Looking for more hands-on help? A good resource to start with is your Area Agency on Aging (call 800-677-1116 to get your local number). They may be able to refer you to aging-inplace resources or professionals in your area.
Another option is independent living centers, which are nonprofit organizations that provide services to seniors and people with disabilities. There are about 600 of these centers across the country, many of which offer free or low-cost home assessments and can make recommendations on how to modify your home to make it more senior-friendly. They can also help you find household product resources, design consultants and contractors in your area. To locate a center near you, visit www.ilru.org.
Occupational therapists are another good resource to call on. They understand both the physical and mental processes of aging and can make recommendations based on your home and specific needs.
Hiring a Contractor
If your project requires a professional contractor or remodeler, look for one that's a Certified Aging-In-Place Specialist (CAPS). These are professionals that have special training in dealing with the specific needs of older homeowners. See www.nahb.org/caps to learn more or to search for a CAPS contractor in your area.
Savvy Tip: As with any other type of contractor, it's wise to get several bids on a home modification job before deciding on one. Be sure they have experience, ask for a written agreement with estimates and check them out with the local Better Business Bureau. Servicemagic.com and angieslist. com are also good resources for researching contractors or handymen.
Simple, inexpensive changes can include:
• Securing carpets and throw rugs with doublesided tape.

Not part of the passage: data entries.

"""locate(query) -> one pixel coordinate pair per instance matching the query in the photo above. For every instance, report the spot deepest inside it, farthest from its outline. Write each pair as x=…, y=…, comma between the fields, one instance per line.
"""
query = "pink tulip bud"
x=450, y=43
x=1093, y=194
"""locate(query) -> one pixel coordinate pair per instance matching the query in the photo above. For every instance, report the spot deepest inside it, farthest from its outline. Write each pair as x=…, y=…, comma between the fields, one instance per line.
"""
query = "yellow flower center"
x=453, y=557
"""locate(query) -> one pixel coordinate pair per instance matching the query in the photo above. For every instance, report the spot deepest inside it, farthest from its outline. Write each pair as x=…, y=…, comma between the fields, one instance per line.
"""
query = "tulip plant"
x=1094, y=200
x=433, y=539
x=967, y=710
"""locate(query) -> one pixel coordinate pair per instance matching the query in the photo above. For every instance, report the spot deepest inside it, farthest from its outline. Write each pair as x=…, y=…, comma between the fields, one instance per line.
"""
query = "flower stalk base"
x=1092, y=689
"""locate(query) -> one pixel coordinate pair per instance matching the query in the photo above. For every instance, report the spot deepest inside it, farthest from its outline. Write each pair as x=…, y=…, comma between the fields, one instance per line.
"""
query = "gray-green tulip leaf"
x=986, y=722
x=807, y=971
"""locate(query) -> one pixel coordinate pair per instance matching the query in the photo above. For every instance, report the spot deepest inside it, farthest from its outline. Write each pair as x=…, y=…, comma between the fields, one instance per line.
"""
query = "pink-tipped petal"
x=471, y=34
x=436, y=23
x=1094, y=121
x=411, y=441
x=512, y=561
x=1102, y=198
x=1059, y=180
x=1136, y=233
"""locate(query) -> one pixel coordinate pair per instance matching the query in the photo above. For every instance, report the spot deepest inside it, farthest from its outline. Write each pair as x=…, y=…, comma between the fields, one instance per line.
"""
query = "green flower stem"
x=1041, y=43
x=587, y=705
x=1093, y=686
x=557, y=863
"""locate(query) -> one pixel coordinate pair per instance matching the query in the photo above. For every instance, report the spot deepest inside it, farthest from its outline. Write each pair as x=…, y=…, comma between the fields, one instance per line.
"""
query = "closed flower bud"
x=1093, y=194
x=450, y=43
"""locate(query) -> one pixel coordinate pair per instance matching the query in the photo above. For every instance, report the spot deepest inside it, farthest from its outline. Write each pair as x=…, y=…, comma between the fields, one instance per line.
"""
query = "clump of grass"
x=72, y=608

• Adding non-skid mats inside and outside the bath/shower.
• Adding reflective, non-slip tape on all noncarpeted stairs.
• Installing hand rails on both sides of all steps, inside and outside.
• Replacing doorknobs with levers and light switches with rocker switches.
• Installing easily grasped D-shaped handles for all drawers and cabinet doors.
• Using brighter full-spectrum bulbs in light fixtures and installing night lights throughout the house.
• Placing a bench near each entrance for setting down packages and resting.
• Installing closet lights as well as adjustable rods and shelves.
• Widening doorways by two inches and installing offset door hinges to accommodate wheelchairs or walkers.
Some projects that might require a handyman or contractor are:
• Creating a no-step entrance into the house. Ramps are a simple solution.
• Widening doors and hallways, installing a stair-lift or elevator for multi-floor access.
• Adding light fixtures around the house for better visibility and putting multiple controls in different parts of a room or installing sensors that turn lights on automatically.
• Adding features like hand-held, flexible shower heads and grab bars in the shower and by the toilet. Replacing the tub with a walk-in shower or installing an elevated toilet, which is easier to stand up from.
• Adjusting the height of kitchen countertops, cabinets, appliances or sink for easier access. Adding pull-out cabinet shelving or installing a lever-handle faucet.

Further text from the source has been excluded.